Justice Powell said, "'Courts [also] have required an accused to object to being tried in jail garments, just as he must invoke or abandon other rights.' Here, '[t]he record is clear that no objection was made to the trial judge concerning the jail attire either before or at any time during the trial. This omission plainly did not result from any lack of appreciation of the issue, for respondent had raised the question with the jail attendant prior to trial. At trial, defense counsel expressly referred to respondent's attire during voir dire. The trial judge was thus informed that respondent's counsel was fully conscious of the situation'". The Court ruled 6-2 that Williams wearing his prison clothes was considered harmless because of a failure to make a timely objection. Williams' appeal was rejected and a retrial was denied due to his lack of an objection to the judge despite clearly being aware of his appearance. Justices Powell and Stewart agreed that Williams' attorney made "an inexcusable procedural default" or "tactical choice" which allowed for Williams' appearance and therefore was liable on his own accord despite being denied due process.

===Dissenting opinion===

The two votes in favor of Williams came from the Justices Marshall and Brennan. Since Williams was in prison garb he gave the appearance of guilt. In Coffin v.
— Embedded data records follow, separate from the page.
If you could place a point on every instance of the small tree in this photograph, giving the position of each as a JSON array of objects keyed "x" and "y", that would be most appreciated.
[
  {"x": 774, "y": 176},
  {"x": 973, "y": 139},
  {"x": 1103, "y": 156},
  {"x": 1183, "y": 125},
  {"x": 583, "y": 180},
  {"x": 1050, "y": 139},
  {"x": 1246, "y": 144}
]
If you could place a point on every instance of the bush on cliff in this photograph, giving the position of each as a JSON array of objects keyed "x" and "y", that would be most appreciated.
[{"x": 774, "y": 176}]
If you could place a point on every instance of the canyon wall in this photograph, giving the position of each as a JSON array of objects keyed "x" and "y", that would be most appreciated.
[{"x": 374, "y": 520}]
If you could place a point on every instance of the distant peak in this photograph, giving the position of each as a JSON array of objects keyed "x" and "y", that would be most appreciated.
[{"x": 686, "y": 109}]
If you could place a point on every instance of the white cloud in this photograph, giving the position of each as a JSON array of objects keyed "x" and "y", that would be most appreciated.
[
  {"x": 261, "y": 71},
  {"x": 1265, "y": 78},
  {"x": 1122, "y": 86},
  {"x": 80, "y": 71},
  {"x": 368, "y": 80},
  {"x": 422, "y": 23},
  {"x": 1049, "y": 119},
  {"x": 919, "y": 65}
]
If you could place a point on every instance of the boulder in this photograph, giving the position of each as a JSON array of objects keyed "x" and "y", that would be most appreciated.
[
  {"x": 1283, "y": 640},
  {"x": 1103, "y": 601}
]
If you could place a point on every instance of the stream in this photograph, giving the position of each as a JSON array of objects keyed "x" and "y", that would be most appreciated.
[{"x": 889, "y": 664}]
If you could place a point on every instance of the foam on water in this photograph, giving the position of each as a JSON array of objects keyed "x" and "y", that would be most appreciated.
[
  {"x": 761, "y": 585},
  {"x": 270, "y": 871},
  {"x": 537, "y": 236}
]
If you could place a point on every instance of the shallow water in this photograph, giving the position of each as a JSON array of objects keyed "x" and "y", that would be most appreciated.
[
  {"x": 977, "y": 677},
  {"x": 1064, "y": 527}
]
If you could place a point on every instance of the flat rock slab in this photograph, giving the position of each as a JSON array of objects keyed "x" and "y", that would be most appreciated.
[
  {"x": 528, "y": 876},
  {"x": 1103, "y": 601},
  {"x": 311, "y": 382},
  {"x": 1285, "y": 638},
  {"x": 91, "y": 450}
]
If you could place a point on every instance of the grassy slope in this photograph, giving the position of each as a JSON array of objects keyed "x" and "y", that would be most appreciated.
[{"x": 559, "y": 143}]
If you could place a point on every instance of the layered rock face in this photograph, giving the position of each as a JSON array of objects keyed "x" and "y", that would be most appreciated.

United States it is stated “the principle that there is a presumption of innocence in favor of the accused is the undoubted law, axiomatic and elementary, and its enforcement lies at the foundation of the administration of our criminal law”. The appearance of Williams in prison garments corrupted the court process and therefore the error in the court cannot be considered “harmless beyond a doubt.” Justice Marshall said, “the Court could not rest the reversal on a finding that respondent knowingly, voluntarily, and intelligently consented to be tried in such attire, and thus had waived his due process right”. The defendant never conceded to wearing his prison clothes while on trial and a retrial should be awarded because of the violation of his fourteenth amendment rights under due process.

==Historical significance==

The court's decision upheld the previous decisions regarding defendants wearing prison uniforms without objection in a timely manner. The opinion of the court was that Williams’ due process rights had been violated since he had not consented to wearing the clothing while on trial. In relation to other trials, the justices went on to agree that the waiving of due process rights must be done consciously and intelligently. If the defendant does not knowingly waive his rights then the court must rule the error harmless beyond a doubt or the accused can be awarded a retrial.